Rhodes University will be hosting the first series of workshops on the third-generation calibration (3GC3) in radio Astronomy in Africa at the Halyards Hotel, Port Alfred from 10-22 February 2013.

The workshop has attracted leading researchers worldwide from countries such as UK, Netherlands, Germany, US and Australia and brought them together with PhD students and young researchers from South Africa and other countries on the continent.

“The aim of the workshop is firstly to educate the younger scientists and secondly to provide a forum for leading experts to exchange ideas and techiniques,” says the Rhodes University Square Kilometre Array (SKA) Research Chair/Centre for Radio Astronomy Techniques and Technologies, Professor Oleg Smirnov.

He says the theme of the 3GC workshop is The Elephants In The Room. “By elephants, we refer to possible fundamental or practical limits on the scientific performance of upcoming radio telescopes,” says Prof Smirnov.

“With orders-of-magnitude increases in the sensitivities and fields-of-view of our instruments, some of these elephants may now be taking shape. Can we afford to overlook them as we design and build SKA?” he asked.

Rhodes University has recently established a Centre for Radio Astronomy Techiniques and Technologies (RATT) based on the SKA Research Chair in RATT. The University has placed itself in a position to become a leading South African research centre in this field. Prof Smirnov added that by “hosting the 3GC3 workshop is a natural extension of this initiative”.
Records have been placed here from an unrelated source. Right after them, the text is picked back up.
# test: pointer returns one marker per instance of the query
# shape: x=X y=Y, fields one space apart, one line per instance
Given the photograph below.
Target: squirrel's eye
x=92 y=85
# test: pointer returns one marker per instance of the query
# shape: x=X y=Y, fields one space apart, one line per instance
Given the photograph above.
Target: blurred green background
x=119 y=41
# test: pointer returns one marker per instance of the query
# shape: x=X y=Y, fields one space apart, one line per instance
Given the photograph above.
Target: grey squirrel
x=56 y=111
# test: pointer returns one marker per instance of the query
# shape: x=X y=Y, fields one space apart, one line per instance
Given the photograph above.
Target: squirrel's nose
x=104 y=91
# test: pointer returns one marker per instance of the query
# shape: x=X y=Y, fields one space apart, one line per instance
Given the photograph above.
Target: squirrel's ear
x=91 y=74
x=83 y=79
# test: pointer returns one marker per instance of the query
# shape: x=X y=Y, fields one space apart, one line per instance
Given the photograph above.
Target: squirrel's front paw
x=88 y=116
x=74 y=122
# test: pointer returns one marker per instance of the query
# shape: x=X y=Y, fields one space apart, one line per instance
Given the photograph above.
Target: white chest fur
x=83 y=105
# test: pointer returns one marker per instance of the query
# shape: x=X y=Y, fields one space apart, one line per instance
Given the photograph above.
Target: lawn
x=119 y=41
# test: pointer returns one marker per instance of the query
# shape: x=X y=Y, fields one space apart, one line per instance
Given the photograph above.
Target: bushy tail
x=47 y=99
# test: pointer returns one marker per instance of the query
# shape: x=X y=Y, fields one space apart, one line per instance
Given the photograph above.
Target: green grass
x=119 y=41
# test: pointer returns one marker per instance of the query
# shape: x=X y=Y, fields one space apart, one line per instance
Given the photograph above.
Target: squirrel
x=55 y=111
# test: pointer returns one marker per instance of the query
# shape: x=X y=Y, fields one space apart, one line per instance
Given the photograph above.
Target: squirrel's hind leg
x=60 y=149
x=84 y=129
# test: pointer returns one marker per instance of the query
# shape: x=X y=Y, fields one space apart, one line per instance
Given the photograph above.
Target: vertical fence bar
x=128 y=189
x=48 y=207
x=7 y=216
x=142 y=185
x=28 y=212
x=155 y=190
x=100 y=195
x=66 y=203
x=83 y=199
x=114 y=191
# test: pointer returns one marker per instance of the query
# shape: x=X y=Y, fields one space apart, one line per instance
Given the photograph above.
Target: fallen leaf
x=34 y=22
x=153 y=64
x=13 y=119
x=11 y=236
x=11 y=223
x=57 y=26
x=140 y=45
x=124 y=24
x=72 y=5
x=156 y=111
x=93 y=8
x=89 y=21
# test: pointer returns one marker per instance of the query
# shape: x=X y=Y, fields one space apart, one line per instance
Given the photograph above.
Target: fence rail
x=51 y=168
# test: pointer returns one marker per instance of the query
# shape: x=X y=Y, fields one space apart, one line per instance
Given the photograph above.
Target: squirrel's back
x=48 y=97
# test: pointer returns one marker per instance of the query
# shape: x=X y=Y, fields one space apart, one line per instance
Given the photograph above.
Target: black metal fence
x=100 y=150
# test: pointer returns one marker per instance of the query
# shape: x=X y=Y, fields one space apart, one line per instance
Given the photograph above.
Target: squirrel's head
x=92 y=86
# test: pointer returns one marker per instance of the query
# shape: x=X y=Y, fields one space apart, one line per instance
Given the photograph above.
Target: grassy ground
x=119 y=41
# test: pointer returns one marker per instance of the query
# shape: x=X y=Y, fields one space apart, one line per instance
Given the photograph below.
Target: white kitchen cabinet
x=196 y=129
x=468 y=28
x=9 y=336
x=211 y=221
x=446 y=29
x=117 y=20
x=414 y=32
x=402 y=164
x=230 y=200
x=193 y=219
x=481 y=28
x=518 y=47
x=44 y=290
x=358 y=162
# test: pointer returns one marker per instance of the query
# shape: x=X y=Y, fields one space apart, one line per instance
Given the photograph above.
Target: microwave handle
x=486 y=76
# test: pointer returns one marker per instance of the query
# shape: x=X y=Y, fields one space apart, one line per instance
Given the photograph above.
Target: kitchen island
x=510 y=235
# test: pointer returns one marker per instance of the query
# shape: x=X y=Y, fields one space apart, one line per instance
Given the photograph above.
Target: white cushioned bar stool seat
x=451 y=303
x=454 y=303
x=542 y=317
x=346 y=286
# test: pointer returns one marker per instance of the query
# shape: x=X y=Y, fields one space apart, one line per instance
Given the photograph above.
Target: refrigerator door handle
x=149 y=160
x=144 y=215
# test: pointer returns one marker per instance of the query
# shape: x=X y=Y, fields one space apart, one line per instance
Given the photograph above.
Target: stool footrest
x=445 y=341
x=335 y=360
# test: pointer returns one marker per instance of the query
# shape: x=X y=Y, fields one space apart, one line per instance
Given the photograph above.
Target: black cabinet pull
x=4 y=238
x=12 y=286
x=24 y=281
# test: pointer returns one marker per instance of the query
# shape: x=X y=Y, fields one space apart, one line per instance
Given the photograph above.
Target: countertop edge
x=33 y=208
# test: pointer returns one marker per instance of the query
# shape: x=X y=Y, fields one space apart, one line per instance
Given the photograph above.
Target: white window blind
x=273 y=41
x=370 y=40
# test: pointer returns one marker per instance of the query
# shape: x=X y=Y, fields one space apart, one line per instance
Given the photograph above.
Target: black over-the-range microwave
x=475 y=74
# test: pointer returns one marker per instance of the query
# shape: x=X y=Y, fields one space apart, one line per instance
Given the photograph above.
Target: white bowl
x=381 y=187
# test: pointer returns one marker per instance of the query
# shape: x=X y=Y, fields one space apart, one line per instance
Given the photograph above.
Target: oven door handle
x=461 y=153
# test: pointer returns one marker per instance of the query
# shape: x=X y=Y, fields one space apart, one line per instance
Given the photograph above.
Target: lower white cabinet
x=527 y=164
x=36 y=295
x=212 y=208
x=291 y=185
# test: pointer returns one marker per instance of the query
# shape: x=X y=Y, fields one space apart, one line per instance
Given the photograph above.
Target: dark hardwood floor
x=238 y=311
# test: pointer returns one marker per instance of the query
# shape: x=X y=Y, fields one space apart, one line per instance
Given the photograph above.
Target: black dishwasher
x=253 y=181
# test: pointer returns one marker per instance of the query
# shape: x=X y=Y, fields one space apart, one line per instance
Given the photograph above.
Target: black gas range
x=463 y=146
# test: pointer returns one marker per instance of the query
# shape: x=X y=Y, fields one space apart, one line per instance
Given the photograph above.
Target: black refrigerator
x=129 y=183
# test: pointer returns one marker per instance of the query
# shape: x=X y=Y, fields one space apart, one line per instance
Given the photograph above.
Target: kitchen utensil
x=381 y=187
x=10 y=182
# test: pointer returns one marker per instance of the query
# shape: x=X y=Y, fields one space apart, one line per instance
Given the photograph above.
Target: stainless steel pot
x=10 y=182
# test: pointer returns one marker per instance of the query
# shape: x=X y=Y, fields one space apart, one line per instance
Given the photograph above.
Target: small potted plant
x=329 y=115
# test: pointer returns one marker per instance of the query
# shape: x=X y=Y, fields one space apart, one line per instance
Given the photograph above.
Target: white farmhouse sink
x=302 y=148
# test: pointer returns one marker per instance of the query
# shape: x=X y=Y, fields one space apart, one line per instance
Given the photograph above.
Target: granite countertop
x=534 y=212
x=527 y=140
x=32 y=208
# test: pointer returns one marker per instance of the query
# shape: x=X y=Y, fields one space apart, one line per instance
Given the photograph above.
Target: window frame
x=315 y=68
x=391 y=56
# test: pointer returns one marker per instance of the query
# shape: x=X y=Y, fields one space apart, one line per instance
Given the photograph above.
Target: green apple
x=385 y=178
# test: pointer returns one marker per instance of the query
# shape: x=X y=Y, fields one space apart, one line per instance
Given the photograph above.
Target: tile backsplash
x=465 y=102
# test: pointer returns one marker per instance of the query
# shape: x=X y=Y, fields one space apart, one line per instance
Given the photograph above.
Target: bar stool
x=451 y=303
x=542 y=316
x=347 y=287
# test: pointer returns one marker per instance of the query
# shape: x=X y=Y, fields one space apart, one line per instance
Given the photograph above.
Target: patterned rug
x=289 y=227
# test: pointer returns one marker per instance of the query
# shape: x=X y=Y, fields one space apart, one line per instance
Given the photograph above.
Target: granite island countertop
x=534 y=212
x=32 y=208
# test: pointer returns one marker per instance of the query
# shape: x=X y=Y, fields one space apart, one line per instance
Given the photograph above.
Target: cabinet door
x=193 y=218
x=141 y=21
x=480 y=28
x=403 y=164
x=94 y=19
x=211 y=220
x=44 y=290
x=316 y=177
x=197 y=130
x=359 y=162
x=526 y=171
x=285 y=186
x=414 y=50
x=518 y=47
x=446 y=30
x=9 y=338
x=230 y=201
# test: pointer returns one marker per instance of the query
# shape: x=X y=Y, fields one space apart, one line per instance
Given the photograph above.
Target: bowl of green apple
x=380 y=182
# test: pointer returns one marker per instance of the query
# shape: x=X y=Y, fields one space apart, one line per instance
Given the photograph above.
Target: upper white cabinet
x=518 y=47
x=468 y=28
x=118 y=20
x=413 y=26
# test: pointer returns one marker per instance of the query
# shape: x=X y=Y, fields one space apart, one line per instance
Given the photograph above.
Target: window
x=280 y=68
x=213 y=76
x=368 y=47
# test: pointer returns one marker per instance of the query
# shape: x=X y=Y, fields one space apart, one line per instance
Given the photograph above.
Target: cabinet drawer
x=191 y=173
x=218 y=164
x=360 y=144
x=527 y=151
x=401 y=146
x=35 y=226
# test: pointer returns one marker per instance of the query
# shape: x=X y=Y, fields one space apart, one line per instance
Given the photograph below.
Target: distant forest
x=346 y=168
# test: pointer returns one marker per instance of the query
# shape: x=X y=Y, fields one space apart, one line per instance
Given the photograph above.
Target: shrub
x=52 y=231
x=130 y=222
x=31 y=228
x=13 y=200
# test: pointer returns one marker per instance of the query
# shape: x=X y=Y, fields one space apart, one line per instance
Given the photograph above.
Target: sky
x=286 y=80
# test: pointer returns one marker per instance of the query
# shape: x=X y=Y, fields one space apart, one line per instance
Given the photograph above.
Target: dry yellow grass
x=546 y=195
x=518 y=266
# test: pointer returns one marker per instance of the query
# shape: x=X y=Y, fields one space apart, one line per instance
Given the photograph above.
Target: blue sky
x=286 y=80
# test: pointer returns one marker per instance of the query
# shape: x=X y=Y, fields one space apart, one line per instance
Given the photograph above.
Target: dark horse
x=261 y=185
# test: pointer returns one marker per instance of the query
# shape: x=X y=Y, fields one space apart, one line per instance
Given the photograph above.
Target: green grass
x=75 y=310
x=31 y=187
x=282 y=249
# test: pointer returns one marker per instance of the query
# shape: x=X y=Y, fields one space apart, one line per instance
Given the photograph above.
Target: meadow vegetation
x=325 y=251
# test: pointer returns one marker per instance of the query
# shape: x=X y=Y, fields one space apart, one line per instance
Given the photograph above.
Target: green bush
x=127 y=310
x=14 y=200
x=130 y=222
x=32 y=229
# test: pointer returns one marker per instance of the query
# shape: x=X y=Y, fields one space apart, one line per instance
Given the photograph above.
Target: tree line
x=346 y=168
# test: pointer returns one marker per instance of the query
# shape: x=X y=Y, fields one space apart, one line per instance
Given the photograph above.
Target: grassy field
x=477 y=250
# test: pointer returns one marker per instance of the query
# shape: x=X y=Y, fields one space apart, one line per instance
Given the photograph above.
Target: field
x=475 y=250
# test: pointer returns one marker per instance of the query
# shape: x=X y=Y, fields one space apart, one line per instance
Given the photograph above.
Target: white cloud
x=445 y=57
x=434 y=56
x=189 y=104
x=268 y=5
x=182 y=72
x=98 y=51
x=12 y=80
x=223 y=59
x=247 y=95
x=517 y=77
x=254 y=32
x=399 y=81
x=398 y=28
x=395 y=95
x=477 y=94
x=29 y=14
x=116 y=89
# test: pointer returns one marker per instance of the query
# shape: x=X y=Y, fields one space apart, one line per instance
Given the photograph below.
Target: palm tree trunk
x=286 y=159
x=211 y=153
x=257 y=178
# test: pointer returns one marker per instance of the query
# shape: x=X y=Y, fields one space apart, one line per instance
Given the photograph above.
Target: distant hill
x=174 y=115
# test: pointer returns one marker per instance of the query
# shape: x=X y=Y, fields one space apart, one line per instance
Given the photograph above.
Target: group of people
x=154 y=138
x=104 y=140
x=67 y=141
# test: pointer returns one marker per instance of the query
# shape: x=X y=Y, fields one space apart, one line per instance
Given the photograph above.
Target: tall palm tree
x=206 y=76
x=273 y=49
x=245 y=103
3GC is catch phrase for calibration and imaging techniques and algorithms that are needed to deal with the problems and increased capabilities of the new crop of SKA pathfinder telescopes, and the SKA itself.

The themes of the previous two workshops were DDE calibration techniques (Nancay, France, 2009, and beamshape-related problems (Albufeira, Portugal, 2011,

The third workshop in South Africa is sponsored by Rhodes University, SKA SA and RadioNet.